I also feel that the engine may also have a posible CoG advantage as its potentially lower in the car than any other engine, maybes only by 10 or 20mm, but that can cause a massive diffrence as it makes the car more manoverable.

I also think they have sorted out the over-torque problems that they were having with the interface between the Brawn GP Gearbox and the FO108W engine that saw Rubens have a couple of duff starts this year (Aus) and the only retirement of a Brawn GP car this year at Turkey.

I think that what the FO108W does well, the other engines, and i include the Ferrari 058 in this, just do to a satisfactory level.

But one thing i am finding this year is that the aero advantage of all the Mercedes powered cars makes the engine get into its sweet spot better, making the cars a dream to drive in the case of the BGP001 and MP4/24 B Spec car, ill also include the VJM/02 here as well.

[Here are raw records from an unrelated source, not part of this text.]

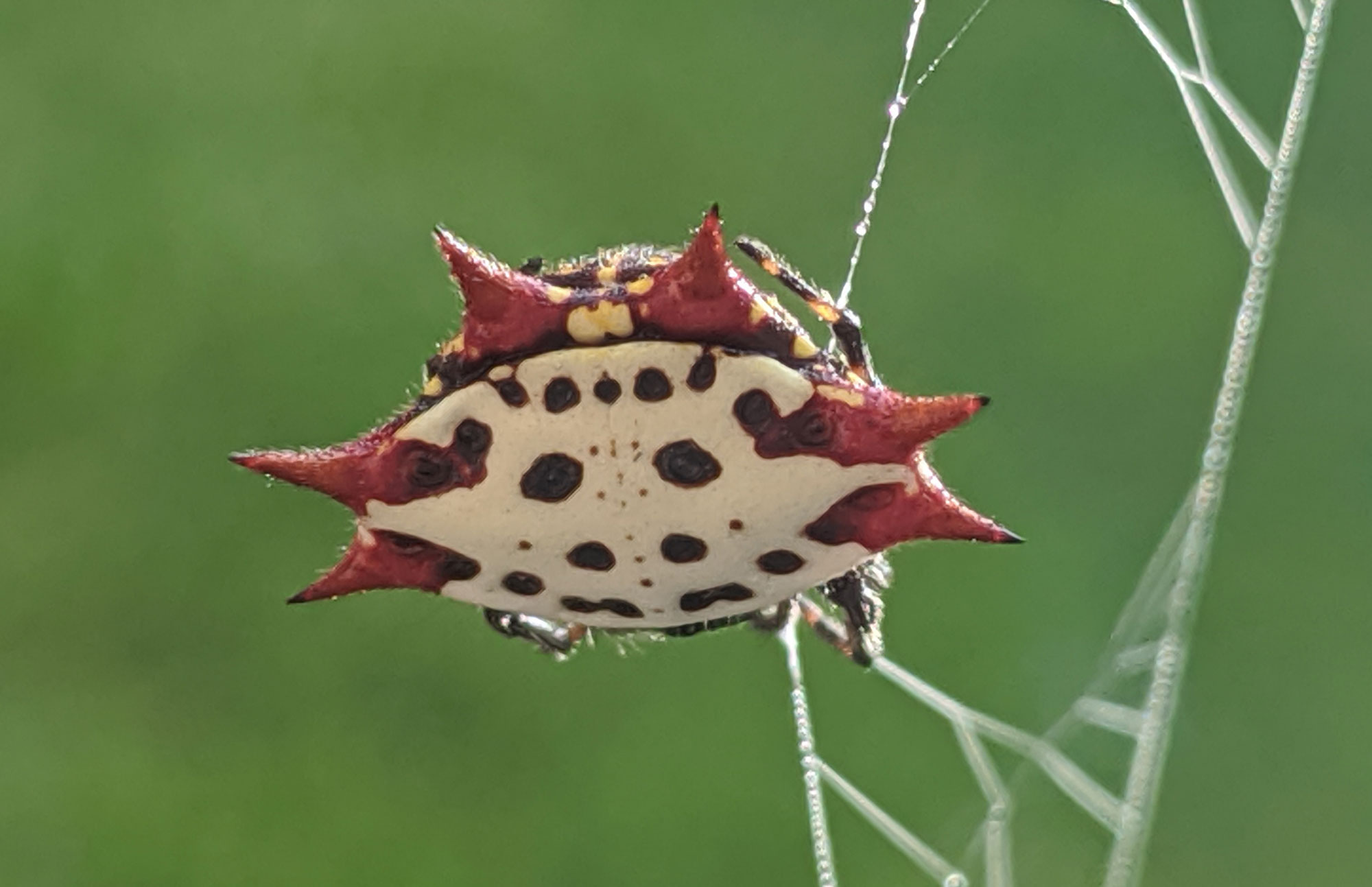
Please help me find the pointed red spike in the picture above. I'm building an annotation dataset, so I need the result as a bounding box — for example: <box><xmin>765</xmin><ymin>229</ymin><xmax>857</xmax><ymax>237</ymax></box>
<box><xmin>229</xmin><ymin>436</ymin><xmax>379</xmax><ymax>514</ymax></box>
<box><xmin>287</xmin><ymin>529</ymin><xmax>446</xmax><ymax>604</ymax></box>
<box><xmin>654</xmin><ymin>203</ymin><xmax>744</xmax><ymax>299</ymax></box>
<box><xmin>434</xmin><ymin>228</ymin><xmax>571</xmax><ymax>361</ymax></box>
<box><xmin>892</xmin><ymin>394</ymin><xmax>991</xmax><ymax>449</ymax></box>
<box><xmin>805</xmin><ymin>452</ymin><xmax>1024</xmax><ymax>552</ymax></box>
<box><xmin>908</xmin><ymin>453</ymin><xmax>1024</xmax><ymax>543</ymax></box>
<box><xmin>434</xmin><ymin>228</ymin><xmax>525</xmax><ymax>328</ymax></box>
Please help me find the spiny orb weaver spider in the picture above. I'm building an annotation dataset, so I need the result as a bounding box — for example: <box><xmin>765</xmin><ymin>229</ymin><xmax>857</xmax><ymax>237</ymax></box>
<box><xmin>230</xmin><ymin>206</ymin><xmax>1019</xmax><ymax>665</ymax></box>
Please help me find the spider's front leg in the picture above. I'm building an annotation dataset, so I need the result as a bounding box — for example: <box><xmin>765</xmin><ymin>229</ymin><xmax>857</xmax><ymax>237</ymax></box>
<box><xmin>734</xmin><ymin>236</ymin><xmax>877</xmax><ymax>383</ymax></box>
<box><xmin>482</xmin><ymin>608</ymin><xmax>586</xmax><ymax>657</ymax></box>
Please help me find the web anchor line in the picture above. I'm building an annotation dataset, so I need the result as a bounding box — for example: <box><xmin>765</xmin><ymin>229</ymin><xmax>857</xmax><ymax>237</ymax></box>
<box><xmin>781</xmin><ymin>0</ymin><xmax>1334</xmax><ymax>887</ymax></box>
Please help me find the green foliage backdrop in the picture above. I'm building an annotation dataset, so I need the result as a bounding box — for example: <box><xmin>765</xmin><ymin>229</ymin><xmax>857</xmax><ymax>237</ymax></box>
<box><xmin>0</xmin><ymin>0</ymin><xmax>1372</xmax><ymax>886</ymax></box>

The CG height, overall mass, bore centers, cam locations, alloys and more are all spec'd by the FIA.... which I find ridiculous. What room is there left for real engineering? Windage losses are part of the freeze so they can't tinker there. I want to see light and efficient V8s against monster thirsty V12s against V10s against Orbital two-cycle against rotary against Bishop valve against Coates valve against electro-servo poppet vales against who knows what. This is F1 where we had a six-wheel car against a twin chassis against turbos against Nat Aspirated against V8s against V12s against turbines and diesels. Bring back innovation. If 99.9 % of the car is spec'd in blueprints by the rules, that leaves very little room to search for speed and drives the cost way up as teams must spend a gazillion dollars in diminishing returns tinkering with the remaining .01% that the rules allow. This is F1 for crying out loud. If they would allow active suspension, CVTs and more, there would be great reason for manufacturers to stay as the marketing and engineering application to real road cars would easily cross over. Strict rules kill F1, and destroy overtaking. Remember the turbos passing the NAs on the straights only to be repassed in the twisties? The nimble Ford HB V8s won races against the faster V12s in 1993 and 1994. MS won the title in 1994 with a V8 Ford against the superior but heavier Renault V10s. But I digress...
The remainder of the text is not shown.